Remember that roast profiles which provide optimal flavor development can be determined by cupping roasted coffees produced using different candidate profiles. “Automated profile roasting aids the roastmaster’s expertise with a system to help control these variables in order to achieve consistent results from roast to roast,” says Lindsey Bolger, coffee manager at Green Mountain Coffee Roasters. “Depending on how the roastmaster integrates his or her skills with informed inputs to automated controls, the outcome at the cupping table can be consistently great, good, or repeatedly mediocre. The right system can link together the cupping table to a profile management system, with a roastmaster in between to manage the relationship between craft and science—what a great formula for exceptional coffee.”
     I have to agree. By combining specialty green beans, a good roaster and a great profile roasting system, roasters can create the perfect formula for consistent, quality coffee in every cup.

JOACHIM EICHNER is chief engineer at Praxis International, a leader in control technology
for the coffee roasting and emissions control industry. Since the age of 17,
he has been developing and perfecting roast control technology.
He can be reached at joachim@roasting.biz.

PROFILING DEFINITIONS

Profile Roasting Control System A roasting control system utilizing electronic process control hardware to manipulate the burner, airflow and/or drum rotation speed. There are variations in the types of process logic that can be used to perform these functions: Set point (on/off), ramp and soak (stage/linear) or non-linear (utilizes higher level math functions). All systems can use either an environment probe or a bean probe to control processes.

Set Point (on/off) Process Systems Set point control systems work with simple on/off logic, similar to the way a thermostat works. If the control temperature is below the temperature value set on the control system, the control system will turn the burner on. When the actual temperature reaches the set temperature value, the control system will turn the burner off.

Stage (ramp and soak/linear) Process Systems This type of system will follow a predefined path or program. The path or program can/will comprise of various sections (stages) that either increase in temperature value for a defined time or hold a temperature value over a defined time, hence the stage or ramp and soak designation. The ramp section is defined by increasing/decreasing the temperature value over a given time, the logic then breaks up the temperature into time increments which would look like a straight line between the two temperatures over the defined time, creating a linear line. The more steps, the finer the control over the roast process.

Profile Roasting Control Systems (non-linear process systems) In most cases all non-linear control systems are proprietary systems. The math function used to define the path can vary from system to system depending on the manufacturer but is generally more sophisticated than linear processors. The system may use various input information in determining profile path. There are many different designs of these types of systems. These systems are more complex than stage/ramp and soak systems.

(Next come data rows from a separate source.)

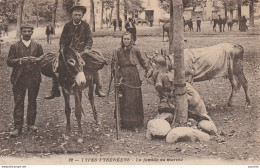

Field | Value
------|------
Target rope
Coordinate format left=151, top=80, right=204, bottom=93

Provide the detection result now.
left=120, top=82, right=142, bottom=89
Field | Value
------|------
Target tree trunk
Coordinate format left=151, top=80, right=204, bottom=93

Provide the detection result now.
left=100, top=1, right=104, bottom=29
left=36, top=0, right=39, bottom=27
left=237, top=1, right=241, bottom=30
left=116, top=0, right=120, bottom=26
left=124, top=0, right=127, bottom=24
left=230, top=9, right=233, bottom=20
left=90, top=0, right=96, bottom=32
left=16, top=0, right=25, bottom=39
left=237, top=2, right=242, bottom=20
left=108, top=8, right=114, bottom=28
left=249, top=0, right=255, bottom=27
left=52, top=0, right=58, bottom=32
left=169, top=0, right=188, bottom=126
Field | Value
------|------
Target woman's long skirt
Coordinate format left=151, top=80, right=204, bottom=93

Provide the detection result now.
left=119, top=66, right=144, bottom=129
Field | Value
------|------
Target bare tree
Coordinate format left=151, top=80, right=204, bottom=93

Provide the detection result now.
left=169, top=0, right=188, bottom=125
left=249, top=0, right=255, bottom=27
left=16, top=0, right=25, bottom=39
left=90, top=0, right=96, bottom=32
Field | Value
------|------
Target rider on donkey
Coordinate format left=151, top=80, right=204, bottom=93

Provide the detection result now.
left=45, top=3, right=105, bottom=99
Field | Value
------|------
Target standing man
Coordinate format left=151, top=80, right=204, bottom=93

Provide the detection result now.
left=45, top=3, right=105, bottom=99
left=7, top=25, right=43, bottom=137
left=188, top=19, right=193, bottom=31
left=197, top=17, right=201, bottom=32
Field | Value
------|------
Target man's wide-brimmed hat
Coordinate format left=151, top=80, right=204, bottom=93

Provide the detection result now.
left=70, top=2, right=87, bottom=14
left=20, top=24, right=34, bottom=30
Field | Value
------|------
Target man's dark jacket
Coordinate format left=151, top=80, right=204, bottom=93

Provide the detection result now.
left=60, top=20, right=93, bottom=51
left=7, top=40, right=43, bottom=85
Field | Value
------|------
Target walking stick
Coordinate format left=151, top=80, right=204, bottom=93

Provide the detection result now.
left=111, top=51, right=120, bottom=140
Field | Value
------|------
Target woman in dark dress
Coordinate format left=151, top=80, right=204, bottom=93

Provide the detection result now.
left=114, top=32, right=148, bottom=129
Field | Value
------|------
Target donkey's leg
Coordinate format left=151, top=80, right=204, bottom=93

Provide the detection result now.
left=237, top=72, right=251, bottom=106
left=88, top=84, right=101, bottom=125
left=62, top=89, right=71, bottom=140
left=75, top=91, right=83, bottom=143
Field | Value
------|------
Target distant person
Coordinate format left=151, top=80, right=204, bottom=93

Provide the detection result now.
left=197, top=17, right=201, bottom=32
left=45, top=3, right=106, bottom=99
left=113, top=19, right=116, bottom=31
left=118, top=18, right=122, bottom=31
left=46, top=25, right=54, bottom=44
left=112, top=32, right=148, bottom=130
left=239, top=16, right=248, bottom=32
left=7, top=25, right=43, bottom=137
left=0, top=30, right=3, bottom=54
left=188, top=19, right=193, bottom=31
left=218, top=15, right=222, bottom=32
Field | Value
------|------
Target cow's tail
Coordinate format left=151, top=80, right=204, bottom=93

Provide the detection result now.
left=231, top=44, right=244, bottom=92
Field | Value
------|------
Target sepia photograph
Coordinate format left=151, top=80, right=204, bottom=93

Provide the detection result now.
left=0, top=0, right=260, bottom=168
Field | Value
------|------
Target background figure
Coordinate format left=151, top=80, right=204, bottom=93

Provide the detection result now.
left=112, top=32, right=148, bottom=129
left=125, top=18, right=136, bottom=45
left=46, top=25, right=54, bottom=44
left=7, top=25, right=43, bottom=137
left=113, top=19, right=116, bottom=31
left=118, top=18, right=122, bottom=31
left=239, top=16, right=247, bottom=32
left=188, top=19, right=193, bottom=31
left=218, top=15, right=222, bottom=32
left=197, top=17, right=201, bottom=32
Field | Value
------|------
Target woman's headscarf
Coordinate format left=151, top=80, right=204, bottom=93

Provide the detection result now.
left=121, top=31, right=133, bottom=49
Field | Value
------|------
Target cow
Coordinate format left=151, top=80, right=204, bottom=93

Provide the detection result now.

Profile An analysis of the temperature path of coffee during the roast process, usually takes the form of a time and temperature graph.

Profiling The act of profile roasting and/or the act of making a hard copy profile of a roast temperature path, usually in a graphical form.

Profile Roasting (v) Taking some kind of measurable and repeatable action during the roast process to affect a change in the taste of the coffee by changing the roast profile.

Profile Roasting (n) The science of controlling the rate of heat transfer into the coffee during the roasting process, with the goal of optimizing flavor. Repeatability must also be a goal.

Data Logging The act of compiling time and temperature roast data in order to assist an operator in profile roasting. May be manual or automated.

Automation The automatic operation or control of any equipment, process or system.